Steroids suppress the immune system, so they are usually not a good idea for those with ME/CFS (and definitely not long-term). Although parts of our immune systems are overactive, other parts are underactive, so suppressing the entire immune system is normally not effective for us and can do some harm.

The idea in this case was to try a very short course of steroids--just five days of low-dose prednisone--to temporarily calm down my immune system, with the hopes that when I went off it, my immune system would come back up in a more normal state. And it worked! Since then, I have felt pretty good (for me), back to my "normal" ME/CFS baseline and able to be more active again. And no more aches!

Steroids are not without risk, even when used short-term. They suppress your immune system, making you more susceptible to infection, so for that week, I was even more careful than usual, avoiding people and crowded places and wearing my mask even more diligently than usual. 
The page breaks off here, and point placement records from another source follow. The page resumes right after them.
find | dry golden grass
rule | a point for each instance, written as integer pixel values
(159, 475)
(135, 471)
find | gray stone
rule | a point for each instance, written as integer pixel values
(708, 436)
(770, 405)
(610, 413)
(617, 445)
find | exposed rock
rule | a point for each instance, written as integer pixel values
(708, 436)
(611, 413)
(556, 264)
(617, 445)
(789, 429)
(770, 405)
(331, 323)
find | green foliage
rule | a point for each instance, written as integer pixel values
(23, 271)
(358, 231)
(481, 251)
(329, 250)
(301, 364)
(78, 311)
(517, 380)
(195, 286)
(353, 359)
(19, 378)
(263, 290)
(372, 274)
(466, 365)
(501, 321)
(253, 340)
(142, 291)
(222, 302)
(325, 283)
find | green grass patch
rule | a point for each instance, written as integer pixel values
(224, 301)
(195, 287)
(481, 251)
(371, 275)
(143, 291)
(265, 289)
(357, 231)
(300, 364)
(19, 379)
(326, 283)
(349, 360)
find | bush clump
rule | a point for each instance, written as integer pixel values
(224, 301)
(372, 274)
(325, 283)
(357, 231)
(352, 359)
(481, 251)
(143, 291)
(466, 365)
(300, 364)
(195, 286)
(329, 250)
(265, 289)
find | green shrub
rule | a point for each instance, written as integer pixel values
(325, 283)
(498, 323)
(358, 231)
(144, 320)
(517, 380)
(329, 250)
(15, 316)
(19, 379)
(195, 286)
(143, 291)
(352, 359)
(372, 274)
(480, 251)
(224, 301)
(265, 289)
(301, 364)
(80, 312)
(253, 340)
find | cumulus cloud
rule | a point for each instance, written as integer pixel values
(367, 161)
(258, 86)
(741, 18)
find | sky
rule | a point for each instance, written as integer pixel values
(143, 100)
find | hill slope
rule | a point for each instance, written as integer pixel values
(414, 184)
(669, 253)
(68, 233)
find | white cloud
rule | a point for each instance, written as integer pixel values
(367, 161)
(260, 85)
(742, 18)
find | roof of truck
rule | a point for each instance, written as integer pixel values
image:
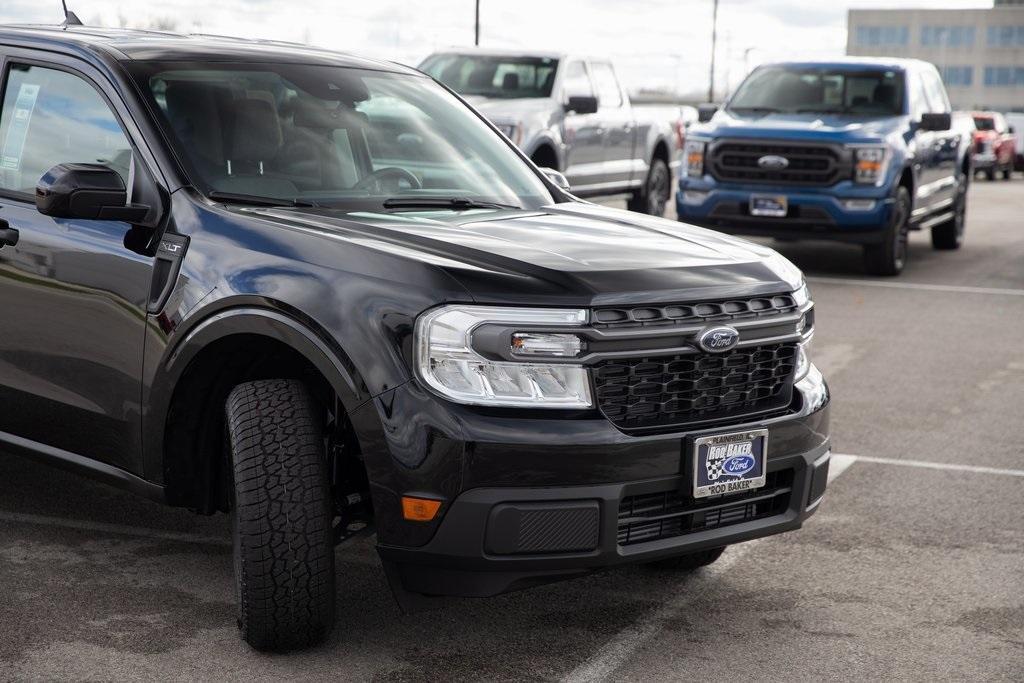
(131, 44)
(899, 63)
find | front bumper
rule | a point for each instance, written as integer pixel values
(813, 213)
(497, 537)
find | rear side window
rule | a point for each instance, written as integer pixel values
(608, 93)
(577, 81)
(51, 117)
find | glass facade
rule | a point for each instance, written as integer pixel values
(947, 36)
(883, 35)
(957, 76)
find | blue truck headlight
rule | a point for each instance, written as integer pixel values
(446, 363)
(693, 155)
(869, 163)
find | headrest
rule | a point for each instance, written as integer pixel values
(480, 78)
(195, 113)
(256, 134)
(885, 93)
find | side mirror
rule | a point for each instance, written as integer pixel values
(90, 191)
(582, 104)
(706, 112)
(557, 178)
(936, 121)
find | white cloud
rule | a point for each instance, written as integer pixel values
(655, 43)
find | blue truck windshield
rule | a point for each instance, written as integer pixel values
(790, 90)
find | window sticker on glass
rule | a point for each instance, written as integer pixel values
(13, 143)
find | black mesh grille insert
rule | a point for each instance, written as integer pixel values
(715, 311)
(667, 514)
(662, 391)
(812, 165)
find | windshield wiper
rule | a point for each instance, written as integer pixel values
(456, 203)
(756, 110)
(256, 200)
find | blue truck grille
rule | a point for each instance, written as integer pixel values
(806, 164)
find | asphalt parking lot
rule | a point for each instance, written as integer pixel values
(912, 569)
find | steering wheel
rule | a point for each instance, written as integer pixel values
(375, 180)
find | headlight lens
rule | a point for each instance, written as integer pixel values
(693, 158)
(869, 165)
(803, 358)
(446, 363)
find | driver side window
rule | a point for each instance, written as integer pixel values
(51, 117)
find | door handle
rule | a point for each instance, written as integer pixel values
(8, 235)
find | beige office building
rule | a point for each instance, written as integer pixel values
(979, 52)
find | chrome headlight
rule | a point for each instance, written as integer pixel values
(803, 296)
(693, 155)
(869, 163)
(446, 361)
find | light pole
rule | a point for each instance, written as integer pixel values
(714, 40)
(476, 26)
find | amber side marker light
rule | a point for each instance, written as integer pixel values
(419, 509)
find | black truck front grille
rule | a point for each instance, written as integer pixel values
(806, 164)
(666, 514)
(716, 311)
(652, 392)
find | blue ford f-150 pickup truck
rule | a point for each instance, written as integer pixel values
(858, 150)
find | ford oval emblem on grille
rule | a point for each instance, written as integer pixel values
(773, 162)
(718, 339)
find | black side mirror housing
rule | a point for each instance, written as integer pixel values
(706, 112)
(90, 191)
(936, 121)
(582, 104)
(557, 178)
In addition, I had a very uncomfortable side effect: my normally high heart rate rose even higher. The first day I took prednisone, I woke from my nap (lying in bed), with my heart feeling like it was going to leap right out of my chest. That afternoon and evening, my heart rate--which is normally well-controlled with low-dose beta blockers--was 130 bpm lying down with my feet up! I contacted my doctor, and she quickly called in some extra beta blocker (just a small additional dose of what I already take) for me to take in the afternoons while on prednisone. That helped a lot.


Lessons Learned

So, all of this may seem very specific to me and my situation--and it is--but all of it is applicable to anyone with ME/CFS or long-COVID because these were all common problems underlying our disease. Some things that everyone with ME/CFS or long-COVID can try:

  • Diagnose and treat underlying infections--because of our immune dysfunction, we almost always have infections behind the scenes making things worse: undiagnosed tick infections (very common in ME/CFS), old reactivated viruses, yeast overgrowth, fungal infections (including mold exposure), and of course, in the case of long-COVID, COVID itself. All of these can be diagnosed and treated.
  • Check Endocrine Function--the immune dysfunction of ME/CFS messes up our endocrine systems, which are responsible for the hormones that regulate everything in our bodies. So, get a full thyroid panel (not just a screening test), check 24-hour cortisol levels (with a saliva test), and ask your doctor to check other hormone levels. 
  • Treat Immune Dysfunction--as I said, this is at the heart of ME/CFS and causes many, if not most, of our symptoms. Normalizing immune function will help to improve everything. More details on simple, inexpensive immune modulators (and also treating underlying infections) in my blog post on Treating Immune Dysfunction in ME/CFS.
  • If you are suffering from long-COVID or a lingering relapse of your ME/CFS due to COVID--ask for COVID antivirals, in addition to the other things listed here.
  • Effective ME/CFS Treatments--for a full overview of the treatments that have helped my son and I the most over the past 20 years (and the reason why these relapses didn't completely make me bedridden), see my Effective Treatments for ME/CFS post, for our experiences. 

As for me, I am happy to be back to my own "normal," still needing lots of sleep at night and a daily nap but with crashes rare now and able to take walks and do other active things again! I'm slowly regaining my stamina.